The argument certainly can’t be made that this will induce a shortage of labor power – with the depths and duration of unemployment and underemployment at post-war high levels, the percentage of labor force employed now at levels seen only in 1982, 6.8 million out of work for more than 27 weeks, and average hours worked falling for four years now, there is a vast pool of underutilized labor power to draw from.
And, no one can reasonably argue that reducing hours will lead to shortages of output, since we are looking at a huge global glut of idle capacity from the American auto industry to Chinese factories pumping out good destined for Wal-Mart. This excess capacity is now of such magnitude that the United States is currently experiencing only its second period of industrial capacity contraction in 234 years of history – the first occurring in 2002-2004 just before this most recent economic calamity.
Nor, can anyone reasonably argue that shorter hours of work will lead to a lower standard of living or individual bankruptcies.
In the first case, it is well know by economists that money wages are completely unrelated to our material standard of living. Your actual living standard can decline while your wages are unchanged; or, it can rise while your wages are unchanged. Moreover, your wages can fall without a change in your material standard of living; and, your wages can rise and still reflect no improvement in your material standard of living.
This is how you have been silently defrauded for years – they let your wages rise even as your material standard of living fell and you sank deeper into debt!
Moreover, your real wages (inflation adjusted) are completely unrelated to hours of work. Prices must reflect the average wage of working people. If those dollar wages contract along with hours of work, so must price levels. It is the value of labor power – wages – that always and everywhere determines prices of the goods we consume. Let the prices of the goods we consume rise while our wages remain constant and it will result in a glut of unsold goods. The economy can no more tolerate wages below the value of labor power than it can tolerate savings above what can be productively invested. In fact, these two – wages and investment – are merely two sides of the same coin. Let either diverge from their proper proportion for too long and a crisis will erupt.
This is precisely what happened in our current crisis.

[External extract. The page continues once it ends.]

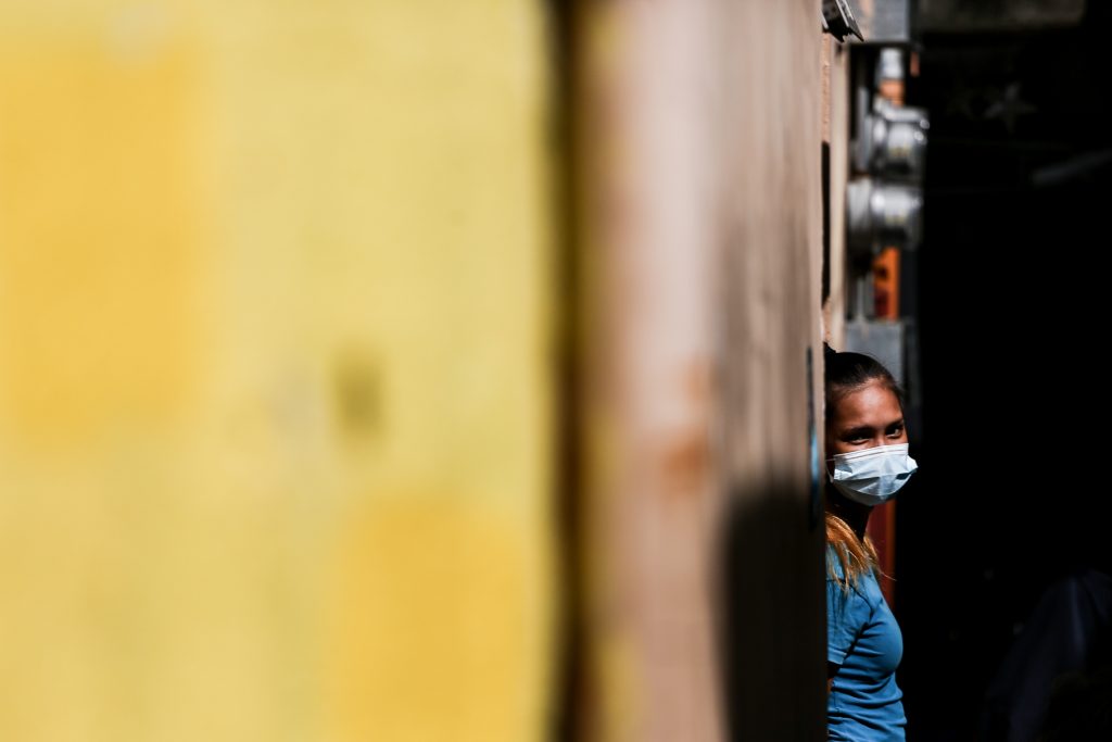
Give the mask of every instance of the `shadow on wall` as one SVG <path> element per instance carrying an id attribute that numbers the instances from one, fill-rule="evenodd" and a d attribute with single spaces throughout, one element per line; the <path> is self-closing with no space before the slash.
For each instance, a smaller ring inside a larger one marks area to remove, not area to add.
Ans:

In the second case, bankruptcies and the inability to service existing debts should not be considered a reason to tolerate massive unemployment for some with long hours of labor for the rest. Remember, when a bank loans you money it creates that money out of thin air. The money did not exist until you signed an agreement to repay it. It is not the banks money, it belongs to the United States government. Only national governments have the exclusive right to issue currency. For decades banks have been creating U.S. currency out of thin air and handing it out to people as if it belonged to them. People have been driven to bankruptcy and impoverishment trying to service debts that never should have been created in the first place. Now is the time to wipe this ugly chapter in our history clean.
The terms of this debate must change!